The Emperor’s American

Written by Art McGrath
Review by Richard Bourgeois

Baltimore native Pierre Burns gets his hatred of the English from both sides – a French mother and a Jacobite father. Adding insult to heredity, a British frigate destroys Burns’ merchant ship at sea. He washes ashore near Boulogne and soon gets his chance for revenge – taken in by a Marshal of France and commissioned an officer in Napoleon’s Grand Armée.

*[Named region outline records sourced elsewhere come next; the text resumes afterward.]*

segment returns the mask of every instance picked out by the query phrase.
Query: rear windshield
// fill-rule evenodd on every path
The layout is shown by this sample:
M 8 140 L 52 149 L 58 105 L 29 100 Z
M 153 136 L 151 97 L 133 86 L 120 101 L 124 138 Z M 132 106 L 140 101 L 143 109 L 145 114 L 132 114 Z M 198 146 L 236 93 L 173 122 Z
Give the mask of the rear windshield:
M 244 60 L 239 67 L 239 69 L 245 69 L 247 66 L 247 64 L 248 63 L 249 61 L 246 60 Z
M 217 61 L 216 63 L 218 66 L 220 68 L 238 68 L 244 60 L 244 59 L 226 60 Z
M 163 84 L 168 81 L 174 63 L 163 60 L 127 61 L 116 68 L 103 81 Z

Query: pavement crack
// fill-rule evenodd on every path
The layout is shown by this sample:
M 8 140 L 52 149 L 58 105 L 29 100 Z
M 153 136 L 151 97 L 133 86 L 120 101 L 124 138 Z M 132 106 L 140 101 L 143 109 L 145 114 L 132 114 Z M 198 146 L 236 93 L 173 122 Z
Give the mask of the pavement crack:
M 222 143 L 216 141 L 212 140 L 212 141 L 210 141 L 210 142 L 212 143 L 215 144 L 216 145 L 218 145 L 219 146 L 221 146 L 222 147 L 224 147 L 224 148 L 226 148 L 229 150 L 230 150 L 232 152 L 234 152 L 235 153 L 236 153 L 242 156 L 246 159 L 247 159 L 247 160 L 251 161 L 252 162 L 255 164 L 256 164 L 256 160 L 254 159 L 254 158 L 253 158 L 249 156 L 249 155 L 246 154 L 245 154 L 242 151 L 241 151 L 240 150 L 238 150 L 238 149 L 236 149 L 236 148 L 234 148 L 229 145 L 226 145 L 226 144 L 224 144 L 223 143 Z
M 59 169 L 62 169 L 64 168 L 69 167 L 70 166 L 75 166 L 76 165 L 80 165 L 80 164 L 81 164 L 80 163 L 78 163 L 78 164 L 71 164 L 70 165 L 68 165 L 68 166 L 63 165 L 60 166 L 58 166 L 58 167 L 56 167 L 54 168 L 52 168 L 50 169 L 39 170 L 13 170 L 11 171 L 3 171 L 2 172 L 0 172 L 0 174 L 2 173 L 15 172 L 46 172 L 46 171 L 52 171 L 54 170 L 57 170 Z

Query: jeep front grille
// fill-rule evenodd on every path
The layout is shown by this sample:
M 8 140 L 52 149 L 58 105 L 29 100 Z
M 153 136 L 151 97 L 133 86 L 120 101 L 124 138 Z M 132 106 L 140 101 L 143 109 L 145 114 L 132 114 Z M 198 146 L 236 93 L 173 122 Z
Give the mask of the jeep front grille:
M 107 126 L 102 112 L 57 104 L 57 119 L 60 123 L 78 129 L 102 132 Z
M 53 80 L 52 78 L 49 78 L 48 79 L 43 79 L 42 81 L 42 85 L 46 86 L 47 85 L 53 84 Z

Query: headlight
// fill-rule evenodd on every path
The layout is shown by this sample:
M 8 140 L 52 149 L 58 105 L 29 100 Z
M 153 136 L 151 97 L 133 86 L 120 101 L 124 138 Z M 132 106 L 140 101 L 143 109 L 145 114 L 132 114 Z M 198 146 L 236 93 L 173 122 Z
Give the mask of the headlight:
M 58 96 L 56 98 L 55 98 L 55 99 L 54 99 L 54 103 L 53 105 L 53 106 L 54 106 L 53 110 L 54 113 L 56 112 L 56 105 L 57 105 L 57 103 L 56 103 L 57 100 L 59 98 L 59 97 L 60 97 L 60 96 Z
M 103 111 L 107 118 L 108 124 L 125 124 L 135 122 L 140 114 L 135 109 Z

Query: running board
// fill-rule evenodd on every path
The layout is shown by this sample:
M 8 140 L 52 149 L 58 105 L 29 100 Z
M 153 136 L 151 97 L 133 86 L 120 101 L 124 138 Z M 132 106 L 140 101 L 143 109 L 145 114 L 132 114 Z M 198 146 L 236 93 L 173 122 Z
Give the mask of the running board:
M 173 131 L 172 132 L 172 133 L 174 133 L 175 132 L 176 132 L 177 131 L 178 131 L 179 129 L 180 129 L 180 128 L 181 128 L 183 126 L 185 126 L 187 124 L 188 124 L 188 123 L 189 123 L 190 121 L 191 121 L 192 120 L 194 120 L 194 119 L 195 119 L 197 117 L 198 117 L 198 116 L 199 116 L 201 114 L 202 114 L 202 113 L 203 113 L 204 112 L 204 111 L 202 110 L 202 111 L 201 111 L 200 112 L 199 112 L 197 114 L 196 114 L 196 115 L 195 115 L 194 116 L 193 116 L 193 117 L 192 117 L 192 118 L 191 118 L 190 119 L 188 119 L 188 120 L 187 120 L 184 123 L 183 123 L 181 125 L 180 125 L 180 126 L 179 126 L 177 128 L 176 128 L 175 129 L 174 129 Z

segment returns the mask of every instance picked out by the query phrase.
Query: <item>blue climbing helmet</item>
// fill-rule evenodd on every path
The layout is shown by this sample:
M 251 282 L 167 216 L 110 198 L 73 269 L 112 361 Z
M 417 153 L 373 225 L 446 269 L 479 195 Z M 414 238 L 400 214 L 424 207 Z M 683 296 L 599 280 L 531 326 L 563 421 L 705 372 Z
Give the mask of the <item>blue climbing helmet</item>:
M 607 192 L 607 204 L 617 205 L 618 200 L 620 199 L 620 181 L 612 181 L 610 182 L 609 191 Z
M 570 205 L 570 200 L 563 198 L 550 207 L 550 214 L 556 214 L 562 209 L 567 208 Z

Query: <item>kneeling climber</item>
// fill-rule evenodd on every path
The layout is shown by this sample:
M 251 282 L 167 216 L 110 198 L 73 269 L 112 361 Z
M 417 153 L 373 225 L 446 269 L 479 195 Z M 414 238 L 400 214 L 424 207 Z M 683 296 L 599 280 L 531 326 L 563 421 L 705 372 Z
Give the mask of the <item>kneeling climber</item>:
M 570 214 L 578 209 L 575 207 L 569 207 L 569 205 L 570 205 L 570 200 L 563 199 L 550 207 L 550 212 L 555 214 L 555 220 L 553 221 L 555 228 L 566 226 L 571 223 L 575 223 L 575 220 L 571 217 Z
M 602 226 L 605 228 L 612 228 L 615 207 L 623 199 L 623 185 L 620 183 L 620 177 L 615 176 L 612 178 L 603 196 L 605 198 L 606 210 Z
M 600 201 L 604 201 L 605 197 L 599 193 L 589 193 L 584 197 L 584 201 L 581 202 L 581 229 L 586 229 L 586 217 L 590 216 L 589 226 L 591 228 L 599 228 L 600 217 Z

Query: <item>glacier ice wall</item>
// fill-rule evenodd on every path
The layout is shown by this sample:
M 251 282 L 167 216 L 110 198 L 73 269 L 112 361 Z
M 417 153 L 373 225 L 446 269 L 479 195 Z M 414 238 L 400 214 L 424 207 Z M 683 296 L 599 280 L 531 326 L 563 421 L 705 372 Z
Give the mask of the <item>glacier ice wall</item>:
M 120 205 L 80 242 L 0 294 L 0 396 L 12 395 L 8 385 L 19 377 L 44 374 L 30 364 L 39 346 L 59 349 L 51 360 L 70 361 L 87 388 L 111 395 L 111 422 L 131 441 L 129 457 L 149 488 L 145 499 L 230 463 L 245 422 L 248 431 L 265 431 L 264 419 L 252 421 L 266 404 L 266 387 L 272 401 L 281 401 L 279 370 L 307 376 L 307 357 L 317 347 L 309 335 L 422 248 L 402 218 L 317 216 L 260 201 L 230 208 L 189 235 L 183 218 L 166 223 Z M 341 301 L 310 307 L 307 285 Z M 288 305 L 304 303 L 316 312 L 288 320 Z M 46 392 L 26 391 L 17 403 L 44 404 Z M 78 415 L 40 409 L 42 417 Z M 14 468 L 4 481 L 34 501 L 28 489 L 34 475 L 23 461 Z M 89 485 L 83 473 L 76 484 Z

There are several excellent series following the careers of young British officers through the Napoleonic wars: Hornblower, Sharpe, and the like. This reviewer has always wanted to see such a story told from the French side. Sadly, this book is not the one I was waiting for. Burns does indeed hate the English; in fact his sole motivation is to shoot and stab as many of them as possible. This is enough to put him in French uniform, at which point our protagonist might have found a nobler reason to fight. Instead Burns remains brutal and unsympathetic, more than once taking advantage of his fluent English to massacre unsuspecting Redcoats. Along the way we have the barest glimmer of a love interest, clumsily contrived to introduce an enemy in either Austrian or Russian service (one wonders if the author had decided yet) who will sustain Burns’ hatred until the historical record allows his unit to fight the British army. Despite myself I will probably read the next book in the series; the author knows his tactics, and I’ve never heard Austerlitz told from the vantage of the French light infantry.